Chief Juanita Holmes, a 35-year veteran of the NYPD, is now the new city probation commissioner. 

Holmes joined the department back in 1987 and worked her way up the ranks, becoming the first Black woman to serve as a precinct commander in 2016.

"I’m passionate," Holmes said. "I've always been an advocate for anyone that's been touched by the criminal justice system."

Mayor Eric Adams named NYPD training chief Juanita Holmes as the new NYC probation commissioner.

Holmes was previously the NYPD’s chief of training and recently sparked some controversy after she invited singer Cardi B to a mentorship program at the police academy.

Cardi B spoke and performed for young girls as part of her court-ordered community service for her role in an incident at a Queens strip club. 
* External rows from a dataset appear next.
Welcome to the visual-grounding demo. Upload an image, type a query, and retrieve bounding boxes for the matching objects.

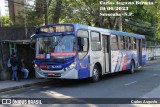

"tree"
[0,16,13,27]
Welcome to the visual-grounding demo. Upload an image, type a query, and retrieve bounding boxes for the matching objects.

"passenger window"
[111,35,118,50]
[77,30,89,59]
[91,31,101,51]
[118,36,125,50]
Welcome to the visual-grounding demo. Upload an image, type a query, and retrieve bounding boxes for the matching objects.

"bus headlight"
[64,62,76,71]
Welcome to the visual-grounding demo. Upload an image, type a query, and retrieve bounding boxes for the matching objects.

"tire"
[91,65,100,82]
[129,60,135,74]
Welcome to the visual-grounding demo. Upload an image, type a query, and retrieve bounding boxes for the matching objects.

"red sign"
[51,52,76,56]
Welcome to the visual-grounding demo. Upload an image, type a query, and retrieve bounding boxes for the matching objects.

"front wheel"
[129,61,135,74]
[91,65,100,82]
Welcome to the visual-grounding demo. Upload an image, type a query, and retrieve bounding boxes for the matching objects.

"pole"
[24,0,27,39]
[0,6,2,27]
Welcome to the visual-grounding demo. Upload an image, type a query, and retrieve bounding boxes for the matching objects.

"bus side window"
[111,35,118,50]
[133,38,137,50]
[142,39,146,51]
[91,31,101,51]
[118,36,125,50]
[128,37,132,50]
[77,30,89,60]
[125,37,129,50]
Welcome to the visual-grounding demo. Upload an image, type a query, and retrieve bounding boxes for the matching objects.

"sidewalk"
[0,78,54,92]
[0,59,160,92]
This sparked some alleged backlash, but Mayor Eric Adams brushed it off, saying he was just disappointed he wasn’t invited. 

"Those who critique, why did you bring Cardi B because she was arrested," Adams said. "The same reason you brought Cardi B is why people voted for me because I was arrested. She understands that we don't give up on people."

Holmes also recently advocated for and was successful in dropping the long-standing requirement for NYPD recruits to run a timed 1.5 mile in 14 minutes and 21 seconds.

Mayor Eric Adams named NYPD training chief Juanita Holmes as the new NYC probation commissioner.

According to reports from the NY Post and the Daily News, Holmes allegedly went around the police commissioner’s back and went straight to Adams, saying this would help the force attract new recruits. 

When Holmes was asked to address this, Adams stepped in and refused. 

"She has a new job and a new role, she's not going to be given her advice on things that impact NYPD," Adams said. 

The Detectives’ Endowment Association President Paul DiGiacomo said lowering training standards should not be the solution to attracting more police recruits. 

"In order for them to get the numbers they need, they keep lowering the standards," DiGiacomo said. "And that's where the problem lies. It's a difficult profession, and that's why no one's taking the job."

Mayor Adams also mentioned Friday the city has recovered 99% of the jobs lost during the pandemic, he said, once again, signaling the city’s economic return.